# classpath bei tomcat



## Scor (2. Feb 2007)

hmmm, also komme tatsaechlich mal wieder nicht weiter...

ich moechte, dass mein servlet mit dem applet kommuniziert und das applet ihm somit daten zum speichern uebermittelt.
habe es soweit fertig gestellt, dass das servlet das applet ohne probleme laedt.
die servlet dateien befinden sich unter /webapps/WEB-INF/src, die applet dateien unter /webapps/src
das applet aufzurufen ist fuer das servlet kein thema wie gesagt, liegt ja alles in kompilierter form vor.
ich habe es auch geschafft einen string vom applet zum servlet zu senden. bekannte objekte sind also kein thema. ein objekt einer selbstgeschriebenen klasse (ja, sie sind serialisierbar) lassen sich jedoch nicht uebermitteln:
classnotfoundexception...
es muss also am classpath liegen, da tomcat das verzeichnis webapps/src nicht kennt (fuer eclipse ist es natuerlich kein problem)

meine frage lautet nun: gibt es eine moeglichkeit dies zu umgehen, also den pfad webapps/src zum tomcat classpath hinzuzufuegen, oder muss ich bei jeder aenderung am applet alles in eine jar datei packen und ins WEB-INF/lib verzeichnis legen?
vielleicht weiss ja der ein oder andere crack weiter...
hoffe bald eine loesung zu finden..

danke an alle,
-scor-


----------



## Fats (2. Feb 2007)

Erste spontane Idee: hast Du schon mal den Tomcat neu gestartet? Der "frisst" so manche Klasse erst nach dem Neustart....

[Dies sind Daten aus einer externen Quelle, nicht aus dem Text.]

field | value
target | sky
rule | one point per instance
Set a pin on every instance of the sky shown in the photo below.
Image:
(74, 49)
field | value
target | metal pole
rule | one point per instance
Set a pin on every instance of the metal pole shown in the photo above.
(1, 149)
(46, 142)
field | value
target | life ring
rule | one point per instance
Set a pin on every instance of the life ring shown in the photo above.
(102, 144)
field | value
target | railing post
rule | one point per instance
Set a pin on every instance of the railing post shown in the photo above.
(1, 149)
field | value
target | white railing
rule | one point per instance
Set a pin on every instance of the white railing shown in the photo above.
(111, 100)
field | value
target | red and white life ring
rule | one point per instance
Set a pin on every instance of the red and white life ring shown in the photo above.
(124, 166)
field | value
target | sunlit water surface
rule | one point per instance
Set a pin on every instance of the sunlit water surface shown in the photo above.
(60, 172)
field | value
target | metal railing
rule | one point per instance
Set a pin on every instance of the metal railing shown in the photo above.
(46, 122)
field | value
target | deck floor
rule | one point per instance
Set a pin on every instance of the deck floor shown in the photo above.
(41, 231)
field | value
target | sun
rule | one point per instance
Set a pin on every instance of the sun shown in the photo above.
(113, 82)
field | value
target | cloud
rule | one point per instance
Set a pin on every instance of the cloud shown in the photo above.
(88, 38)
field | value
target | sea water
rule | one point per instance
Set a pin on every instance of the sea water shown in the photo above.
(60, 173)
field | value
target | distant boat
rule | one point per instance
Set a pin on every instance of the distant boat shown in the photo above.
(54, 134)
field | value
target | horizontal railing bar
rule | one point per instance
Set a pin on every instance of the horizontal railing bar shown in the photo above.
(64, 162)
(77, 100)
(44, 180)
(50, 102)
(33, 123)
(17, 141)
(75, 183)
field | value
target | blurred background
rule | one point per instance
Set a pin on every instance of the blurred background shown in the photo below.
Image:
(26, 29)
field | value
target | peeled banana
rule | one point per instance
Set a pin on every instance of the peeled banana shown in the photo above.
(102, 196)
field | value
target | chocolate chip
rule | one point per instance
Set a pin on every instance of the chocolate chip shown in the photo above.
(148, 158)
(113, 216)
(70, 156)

Nächster Punkt: heisst der "offizielle" Pfad nicht /mycontext/WEB-INF/classes/ ... ? src klingt etws merkwürdig ... vorallem: im Tomcat brauchst Du die compiliierten Klassen. Die haben als Endung nicht .java sondern .class 

Gruß
Fats


----------



## Scor (2. Feb 2007)

hallo und danke fuer deine schnelle antwort!

ja natuerlich. tomcat habe ich mittlerweile mehrmals neugestartet. daran wird es wohl nicht liegen.
wenn ich ein tomcat projekt erstelle (ich nutze ja das sysdeo plugin in eclipse) legt er automatisch den ordner "WEB-INF/src" als source ordner an. darin befindet sich dann classes. mir ist selbstverstaendlich bewusst, dass tomcat die .class dateien braucht. die wuerde ich in der notloesung ja auch ins .jar archive packen. ich hoffe aber dies umgehen zu koennen, in dem ich tomcat bekannt mache, wo sich meine applet struktur befindet.
knifflige angelegenheit...


----------



## Fats (2. Feb 2007)

Das Plugin kenne ich nicht ...  ???:L  Muß zugeben, ich hab auch noch nicht intensiver mit Applets gearbeitet. Aber irgendwie kommt es mir spanisch vor, daß Dein Ordner ../WEB-INF/src heißt. Ich würde einen neuen Class-Ordner anlegen. Die src haben auf dem Server eigentlich nix mehr zu suchen ...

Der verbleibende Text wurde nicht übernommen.